It accepts t, the time at which to compute the cdf, par,
the parameters of the distribution, log.p argument that
determines whether to compute the log of the cdf, lower.limit,
whether to compute the lower limit (F(t)) or upper limit
(S(t) = 1-F(t)). Finally, it passes any additional arguments ...
to the rate function of the dfr_dist object x.
Method for obtaining the cumulative hazard function of an object.
Description
Method for obtaining the cumulative hazard function of an object.
Usage
cum_haz(x, ...)
Arguments
x |
The object to obtain the cumulative hazard function of. |
... |
Additional arguments to pass. |
Value
A function that computes the cumulative hazard function of the distribution.
Method for obtaining the cumulative hazard function of a dfr_dist object.
Description
Method for obtaining the cumulative hazard function of a dfr_dist object.
Usage
## S3 method for class 'dfr_dist'
cum_haz(x, ...)
Arguments
x |
The object to obtain the cumulative hazard function of. |
... |
Additional arguments to pass into the |
Details
If the dfr_dist object has an analytical cum_haz_rate function, that is
used directly for fast, exact computation. Otherwise, numerical integration
of the hazard function is performed.
Value
A function that computes the cumulative hazard H(t) of the distribution.

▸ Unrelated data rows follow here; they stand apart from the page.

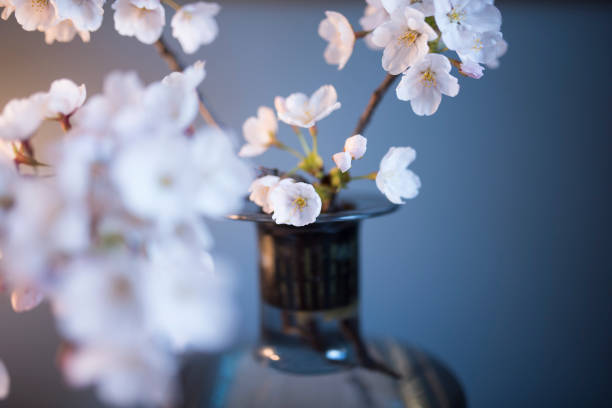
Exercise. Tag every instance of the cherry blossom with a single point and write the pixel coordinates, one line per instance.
(294, 203)
(457, 18)
(405, 39)
(86, 15)
(260, 190)
(259, 132)
(342, 160)
(194, 25)
(34, 14)
(337, 30)
(425, 82)
(394, 180)
(356, 146)
(300, 110)
(64, 98)
(143, 19)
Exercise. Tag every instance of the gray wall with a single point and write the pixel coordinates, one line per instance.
(501, 267)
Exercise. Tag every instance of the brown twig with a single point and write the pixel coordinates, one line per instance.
(375, 99)
(174, 65)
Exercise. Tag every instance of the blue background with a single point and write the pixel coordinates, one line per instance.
(501, 267)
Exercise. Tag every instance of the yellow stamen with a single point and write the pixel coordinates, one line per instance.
(300, 203)
(409, 37)
(429, 78)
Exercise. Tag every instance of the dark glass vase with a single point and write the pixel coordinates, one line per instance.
(311, 352)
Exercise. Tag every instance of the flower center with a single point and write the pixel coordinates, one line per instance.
(40, 5)
(456, 15)
(300, 203)
(428, 78)
(409, 37)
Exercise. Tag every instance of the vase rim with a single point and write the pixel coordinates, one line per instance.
(358, 206)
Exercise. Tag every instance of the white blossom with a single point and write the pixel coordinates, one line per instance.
(356, 146)
(188, 303)
(425, 82)
(100, 300)
(9, 7)
(223, 177)
(424, 6)
(136, 375)
(260, 190)
(471, 69)
(458, 18)
(405, 37)
(296, 204)
(337, 30)
(64, 98)
(194, 25)
(34, 14)
(300, 110)
(479, 47)
(342, 160)
(26, 298)
(21, 117)
(259, 132)
(143, 19)
(64, 31)
(156, 180)
(5, 381)
(394, 180)
(86, 15)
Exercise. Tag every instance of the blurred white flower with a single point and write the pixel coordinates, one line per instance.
(156, 180)
(342, 160)
(5, 381)
(501, 48)
(425, 82)
(424, 6)
(259, 132)
(26, 298)
(300, 110)
(86, 15)
(296, 204)
(64, 31)
(9, 7)
(356, 146)
(223, 176)
(405, 38)
(34, 14)
(194, 25)
(479, 47)
(471, 69)
(188, 302)
(22, 117)
(394, 180)
(260, 189)
(136, 375)
(99, 300)
(337, 30)
(456, 18)
(64, 98)
(143, 19)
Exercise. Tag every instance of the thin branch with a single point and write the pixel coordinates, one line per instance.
(375, 99)
(174, 65)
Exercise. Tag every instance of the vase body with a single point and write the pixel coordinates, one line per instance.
(311, 351)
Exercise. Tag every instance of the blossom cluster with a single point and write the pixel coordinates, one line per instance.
(414, 35)
(116, 240)
(299, 203)
(193, 24)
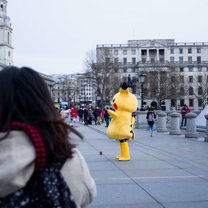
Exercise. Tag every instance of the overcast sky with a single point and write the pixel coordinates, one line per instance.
(54, 36)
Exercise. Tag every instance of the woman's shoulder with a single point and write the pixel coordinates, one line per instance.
(77, 176)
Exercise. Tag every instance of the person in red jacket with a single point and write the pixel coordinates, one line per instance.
(73, 114)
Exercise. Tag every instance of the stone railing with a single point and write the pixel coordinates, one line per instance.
(172, 119)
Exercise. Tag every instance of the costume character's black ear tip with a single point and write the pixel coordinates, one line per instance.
(124, 86)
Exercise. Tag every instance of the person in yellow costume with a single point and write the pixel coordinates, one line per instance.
(122, 121)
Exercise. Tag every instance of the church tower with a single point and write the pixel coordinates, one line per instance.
(6, 49)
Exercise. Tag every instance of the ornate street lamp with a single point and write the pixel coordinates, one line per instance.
(158, 98)
(142, 76)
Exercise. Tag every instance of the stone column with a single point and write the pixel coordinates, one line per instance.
(206, 136)
(141, 121)
(191, 126)
(175, 124)
(161, 123)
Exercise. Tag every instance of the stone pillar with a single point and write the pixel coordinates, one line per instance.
(191, 126)
(206, 136)
(175, 124)
(161, 123)
(141, 121)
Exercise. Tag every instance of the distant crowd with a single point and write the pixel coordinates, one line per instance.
(87, 115)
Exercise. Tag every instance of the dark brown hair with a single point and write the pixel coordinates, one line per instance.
(24, 97)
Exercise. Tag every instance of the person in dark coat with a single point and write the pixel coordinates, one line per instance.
(151, 116)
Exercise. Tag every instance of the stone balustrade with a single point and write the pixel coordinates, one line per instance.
(162, 122)
(206, 136)
(175, 124)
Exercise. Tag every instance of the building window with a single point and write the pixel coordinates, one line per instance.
(191, 91)
(189, 50)
(180, 50)
(115, 52)
(143, 60)
(172, 59)
(181, 69)
(191, 102)
(144, 52)
(124, 60)
(198, 50)
(200, 102)
(8, 38)
(191, 79)
(191, 69)
(182, 91)
(182, 79)
(161, 60)
(200, 91)
(182, 102)
(133, 60)
(199, 69)
(198, 58)
(199, 78)
(172, 101)
(189, 59)
(133, 52)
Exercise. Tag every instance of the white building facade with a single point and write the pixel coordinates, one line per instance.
(189, 59)
(6, 49)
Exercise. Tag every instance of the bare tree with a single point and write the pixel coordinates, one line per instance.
(197, 87)
(101, 68)
(163, 83)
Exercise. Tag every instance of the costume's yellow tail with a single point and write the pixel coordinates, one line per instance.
(124, 156)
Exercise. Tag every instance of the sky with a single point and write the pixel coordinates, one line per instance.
(53, 37)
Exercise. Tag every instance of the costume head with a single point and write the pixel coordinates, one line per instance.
(124, 100)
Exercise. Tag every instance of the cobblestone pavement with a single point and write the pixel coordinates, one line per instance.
(164, 170)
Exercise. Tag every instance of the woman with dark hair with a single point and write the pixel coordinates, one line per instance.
(151, 116)
(35, 143)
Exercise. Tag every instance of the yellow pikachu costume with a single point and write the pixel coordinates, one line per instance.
(122, 121)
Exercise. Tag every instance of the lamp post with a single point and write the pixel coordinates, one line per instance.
(158, 98)
(142, 76)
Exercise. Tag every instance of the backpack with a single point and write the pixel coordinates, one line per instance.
(45, 189)
(151, 117)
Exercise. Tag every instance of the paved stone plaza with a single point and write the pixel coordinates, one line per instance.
(164, 171)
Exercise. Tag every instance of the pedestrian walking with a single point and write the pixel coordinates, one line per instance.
(107, 117)
(151, 116)
(102, 114)
(73, 115)
(39, 164)
(184, 111)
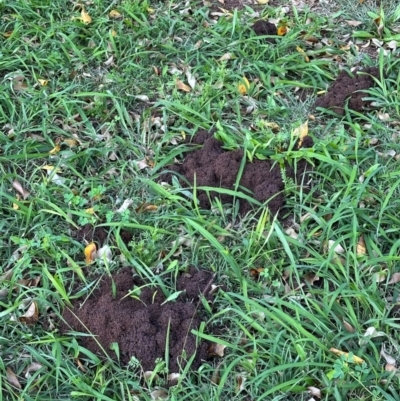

It accepts t, the time at which to compute the cumulative hazard, and
par, the parameters of the distribution. If par is NULL, then the
parameters of the dfr_dist object x are used. Finally, it passes any
additional arguments ... to the rate function.
Method for obtaining the density (pdf) of a dfr_dist object.
Description
Method for obtaining the density (pdf) of a dfr_dist object.
Usage
## S3 method for class 'dfr_dist'
density(x, ...)
Arguments
x |
The object to obtain the density of. |
... |
Additional arguments to pass. |
Value
A function that computes the density of the distribution.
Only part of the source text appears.